2016 also marks the start of Oregon’s Clean Fuels program, which reduces carbon and other pollutants from cars and trucks. The program is getting underway, with companies starting to announce their participation in the program. Fred Meyer, for example, is buying 500,000 gallons of gas derived from organic waste to power its trucks. Other clean energy opportunities are emerging as well. Iberdrola, one of the world’s largest clean energy companies, announced plans for the first utility-scale solar plant in Eastern Oregon.

Stopping Oil Trains and Coal Terminals

The recent oil train disaster in Mosier reminds us that our region is still threatened by the specter of fossil fuels. In the last few months alone, hundreds of thousands of people have opposed new coal and oil facilities in the Northwest, including the nation’s largest proposed oil-by-rail project at the Port of Vancouver, only minutes from downtown Portland, and the largest coal terminal proposed in North America in Longview, Washington, right along the Columbia River. Efforts to ship coal and oil from Northwest ports to Asia have expanded as the market in the US has declined, yet investment in new coal and oil infrastructure is dangerous and unnecessary.
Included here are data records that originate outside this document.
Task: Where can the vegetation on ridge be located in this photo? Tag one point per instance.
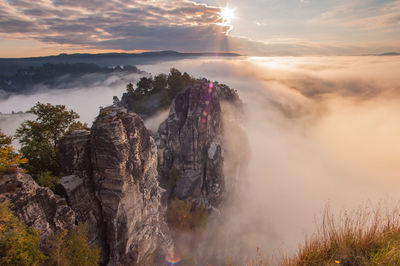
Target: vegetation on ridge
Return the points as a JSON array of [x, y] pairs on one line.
[[9, 159], [366, 237], [39, 138]]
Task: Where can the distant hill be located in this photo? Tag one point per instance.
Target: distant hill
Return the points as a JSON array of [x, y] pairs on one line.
[[384, 54], [9, 66], [389, 54]]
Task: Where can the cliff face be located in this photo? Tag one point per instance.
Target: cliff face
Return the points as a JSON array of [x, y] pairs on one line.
[[37, 206], [112, 185], [191, 144]]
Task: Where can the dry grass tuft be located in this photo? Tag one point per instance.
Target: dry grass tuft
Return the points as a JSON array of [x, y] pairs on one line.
[[363, 237]]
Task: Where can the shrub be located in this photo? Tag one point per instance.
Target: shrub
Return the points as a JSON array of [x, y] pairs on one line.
[[9, 160], [184, 215], [19, 244], [72, 248], [364, 238]]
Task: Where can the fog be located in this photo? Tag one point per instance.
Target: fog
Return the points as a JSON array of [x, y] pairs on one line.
[[84, 96], [320, 131]]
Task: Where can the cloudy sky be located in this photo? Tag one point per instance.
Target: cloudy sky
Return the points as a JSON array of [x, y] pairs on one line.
[[258, 27]]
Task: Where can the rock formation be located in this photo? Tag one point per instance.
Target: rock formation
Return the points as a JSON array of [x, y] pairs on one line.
[[37, 206], [191, 143], [112, 186]]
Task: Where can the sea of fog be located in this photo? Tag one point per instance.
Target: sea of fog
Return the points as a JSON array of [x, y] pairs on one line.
[[321, 131]]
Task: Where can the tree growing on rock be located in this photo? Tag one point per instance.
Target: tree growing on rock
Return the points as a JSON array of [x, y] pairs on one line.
[[19, 244], [72, 248], [39, 138], [9, 159], [145, 85]]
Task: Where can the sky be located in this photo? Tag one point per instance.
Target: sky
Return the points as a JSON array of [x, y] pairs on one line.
[[257, 27]]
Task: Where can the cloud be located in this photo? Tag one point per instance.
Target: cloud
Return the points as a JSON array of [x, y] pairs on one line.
[[114, 24]]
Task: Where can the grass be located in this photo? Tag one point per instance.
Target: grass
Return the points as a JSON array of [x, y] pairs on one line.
[[364, 237]]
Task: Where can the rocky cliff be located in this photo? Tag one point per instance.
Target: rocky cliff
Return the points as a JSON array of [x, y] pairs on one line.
[[191, 144], [112, 186], [111, 176], [37, 206]]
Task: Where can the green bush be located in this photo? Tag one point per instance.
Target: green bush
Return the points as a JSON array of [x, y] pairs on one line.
[[19, 244], [183, 215], [72, 248]]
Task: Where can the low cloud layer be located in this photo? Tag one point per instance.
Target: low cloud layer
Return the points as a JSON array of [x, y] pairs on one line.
[[321, 130]]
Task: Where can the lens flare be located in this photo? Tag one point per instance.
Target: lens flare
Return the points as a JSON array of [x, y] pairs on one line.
[[227, 14], [173, 260]]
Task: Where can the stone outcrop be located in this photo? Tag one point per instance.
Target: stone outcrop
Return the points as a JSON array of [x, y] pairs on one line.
[[112, 186], [191, 143], [37, 206]]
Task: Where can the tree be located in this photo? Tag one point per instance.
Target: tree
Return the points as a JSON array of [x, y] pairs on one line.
[[8, 158], [144, 85], [19, 244], [129, 89], [175, 81], [72, 248], [160, 82], [39, 138], [187, 79]]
West Coast Regional Leadership


Regional leadership on climate took center stage on June 3 as Oregon Governor Kate Brown joined Governors Jay Inslee and Jerry Brown, British Columbia’s environment minister Mary Polak, and the mayors from six major West Coast cities to approve a pact to advance the region’s clean energy economy. The Pacific North America Climate Leadership Agreement builds on existing partnerships between Oregon, California, Washington and British Columbia to accelerate climate solutions on the ground in our region which represents the world’s fifth largest economy.

A Bright Future Ahead

As the evidence from Oregon shows, a rapid transition to a low-carbon economy is possible, practical, and necessary. That’s why Climate Solutions has launched the Bright Future initiative to demonstrate how we can achieve a clean energy transition over the next three decades.

Oregon faces a range of opportunities to protect our climate, improve the health of our communities, and grow our economy, including modernizing and cleaning up our transportation system, reducing energy use in our buildings, and holding our major polluters accountable. We look forward to working with many others in the months ahead to identify Oregon’s next steps. The bright future looks near in Oregon.

Author Bio

Kristen Sheeran

former Oregon Director, Climate Solutions

Kristen Sheeran served as Oregon Director of Climate Solutions. Prior to her work with us, she served as the Vice President of Knowledge Systems at Ecotrust, leading a 15 member team including economists, policy specialists, data analysts, software developers, and GIS analysts. She is also the founder and executive director of the Economics for Equity and Environment Network, a network of more than 300 economists from across the country that are organized and committed to applying their expertise to inform climate and clean energy policy and advocacy.

Kristen has a doctorate in economics, and focused her dissertation on equity and efficiency in mitigating climate change. She was a professor of economics for 7 years at St. Mary’s College of Maryland, and has written and spoken extensively about climate change and clean energy.